# Looking for Stolloween



## BlinkyTheHouse Elf (Apr 2, 2007)

Dear Sir: On your website you have a picture of Marsha http://www.stolloween.com/?page_id=206 I like, she is pretty cool and would like to make something like that for my yard... In the last picture of her on your website there is another prop off to the left as you look at the picture. He has teeth I was wondering if i can see a full on picture of him too. I just love your work. I dont know if I can get it done for this Halloween But i would love to see the other guys face Thanks so much


----------



## IMU (Apr 8, 2009)

I think this is the guy you're are looking to see: Digger. If you don't already check it out, Scott has an awesome blog too (besides his prop website).


----------



## RoxyBlue (Oct 6, 2008)

Is "Looking for Stolloween" like "Waiting for Godot"?


----------



## BlinkyTheHouse Elf (Apr 2, 2007)

Thanks that is what i thought wasnt sure if it was digger on his website . he does awsome work . Juat wonder wanted to get some new ideas for next year.

still need a personal response from Stolloween tho to make sure its him


----------



## Hauntiholik (May 17, 2006)

BlinkyTheHouse Elf said:


> still need a personal response from Stolloween tho to make sure its him


Did you send him a PM just in case he doesn't read this in the welcome room sub forum?


----------



## BlinkyTheHouse Elf (Apr 2, 2007)

HH does he go by the same name on this forum? Duh sometimes my meds get the better of me i just pm him Thank HH


----------



## STOLLOWEEN (Apr 13, 2008)

RoxyBlue said:


> Is "Looking for Stolloween" like "Waiting for Godot"?


 lol....

yes I go by STOLLOWEEN on all of the forums, the prop is Digger, there is some documentation on my website regarding the way he was created, but seeing that he was a "redo" of an older prop created in 1992 it's not really a complete how-to. The link for information regarding Digger can be found here:

http://www.stolloween.com/?page_id=203

Questions can be sent to me directly at [email protected].


----------



## STOLLOWEEN (Apr 13, 2008)

IMU said:


> I think this is the guy you're are looking to see: Digger. If you don't already check it out, Scott has an awesome blog too (besides his prop website).
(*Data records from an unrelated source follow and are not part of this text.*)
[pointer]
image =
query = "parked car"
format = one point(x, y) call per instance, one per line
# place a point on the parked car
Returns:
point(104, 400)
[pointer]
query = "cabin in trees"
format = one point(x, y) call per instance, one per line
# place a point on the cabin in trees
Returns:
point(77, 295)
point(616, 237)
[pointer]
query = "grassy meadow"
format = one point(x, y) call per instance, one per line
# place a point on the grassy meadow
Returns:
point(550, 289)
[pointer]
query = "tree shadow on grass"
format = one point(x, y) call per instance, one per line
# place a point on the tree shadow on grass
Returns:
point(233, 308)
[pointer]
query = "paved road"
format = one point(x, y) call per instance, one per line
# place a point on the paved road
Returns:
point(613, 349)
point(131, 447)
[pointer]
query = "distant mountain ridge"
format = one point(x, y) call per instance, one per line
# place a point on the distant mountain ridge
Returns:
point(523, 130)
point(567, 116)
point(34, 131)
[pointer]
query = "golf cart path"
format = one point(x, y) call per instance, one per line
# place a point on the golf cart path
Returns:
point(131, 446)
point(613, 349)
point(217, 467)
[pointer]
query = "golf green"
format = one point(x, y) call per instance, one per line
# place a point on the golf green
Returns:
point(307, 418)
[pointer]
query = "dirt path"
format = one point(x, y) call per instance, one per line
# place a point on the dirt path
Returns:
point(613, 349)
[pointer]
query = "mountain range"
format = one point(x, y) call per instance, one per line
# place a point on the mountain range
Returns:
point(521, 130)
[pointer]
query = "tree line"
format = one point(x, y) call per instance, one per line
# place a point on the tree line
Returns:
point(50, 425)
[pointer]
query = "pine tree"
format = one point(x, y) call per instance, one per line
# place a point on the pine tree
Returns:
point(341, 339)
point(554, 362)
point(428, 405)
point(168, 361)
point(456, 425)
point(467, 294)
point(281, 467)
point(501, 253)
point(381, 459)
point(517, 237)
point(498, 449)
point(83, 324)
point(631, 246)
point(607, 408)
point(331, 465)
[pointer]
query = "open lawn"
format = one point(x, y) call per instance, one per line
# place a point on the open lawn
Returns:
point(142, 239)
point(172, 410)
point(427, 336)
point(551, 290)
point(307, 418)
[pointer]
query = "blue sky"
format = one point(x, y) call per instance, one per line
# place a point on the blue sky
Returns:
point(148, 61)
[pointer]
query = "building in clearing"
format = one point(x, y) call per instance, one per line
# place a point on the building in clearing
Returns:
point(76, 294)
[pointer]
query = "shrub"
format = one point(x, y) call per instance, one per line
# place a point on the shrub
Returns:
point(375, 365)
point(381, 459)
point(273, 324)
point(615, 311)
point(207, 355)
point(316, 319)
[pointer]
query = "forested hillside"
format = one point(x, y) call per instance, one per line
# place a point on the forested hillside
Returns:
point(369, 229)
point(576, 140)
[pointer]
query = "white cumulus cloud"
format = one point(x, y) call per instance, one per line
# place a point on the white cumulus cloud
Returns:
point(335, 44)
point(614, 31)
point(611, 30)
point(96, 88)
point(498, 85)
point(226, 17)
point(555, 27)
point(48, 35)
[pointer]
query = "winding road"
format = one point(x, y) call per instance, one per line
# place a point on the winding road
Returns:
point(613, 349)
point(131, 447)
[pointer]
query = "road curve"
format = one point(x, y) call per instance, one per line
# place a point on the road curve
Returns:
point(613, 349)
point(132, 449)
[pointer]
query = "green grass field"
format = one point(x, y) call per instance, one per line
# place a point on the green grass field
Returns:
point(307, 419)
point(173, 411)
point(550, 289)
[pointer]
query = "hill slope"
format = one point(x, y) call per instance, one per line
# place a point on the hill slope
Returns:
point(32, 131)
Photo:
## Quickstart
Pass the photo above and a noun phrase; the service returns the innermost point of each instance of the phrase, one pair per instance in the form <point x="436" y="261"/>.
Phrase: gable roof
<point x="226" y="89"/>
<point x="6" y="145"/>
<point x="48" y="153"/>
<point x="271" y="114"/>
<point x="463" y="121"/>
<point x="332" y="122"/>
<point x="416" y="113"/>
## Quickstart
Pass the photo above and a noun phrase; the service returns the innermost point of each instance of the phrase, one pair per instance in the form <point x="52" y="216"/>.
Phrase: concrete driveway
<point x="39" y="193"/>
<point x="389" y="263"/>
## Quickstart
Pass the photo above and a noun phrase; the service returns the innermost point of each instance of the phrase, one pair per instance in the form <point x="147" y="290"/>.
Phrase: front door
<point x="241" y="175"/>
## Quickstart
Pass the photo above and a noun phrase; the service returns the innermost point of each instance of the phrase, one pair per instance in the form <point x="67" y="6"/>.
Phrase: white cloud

Hey thanks for the comment about my blog, the "other blog" seems to get over-shadowed by the prop website even though I try to post some interesting Halloween/papier mache/prop topics....thanks for noticing.

http://stolloween.blogspot.com/


----------



## BlinkyTheHouse Elf (Apr 2, 2007)

I was on your website and saw your many great props. I just wanted to know if that was indeed Digger in that picture you did a great job on him and Martha.. I got soem wonderful ideas looking over your site Thanks


----------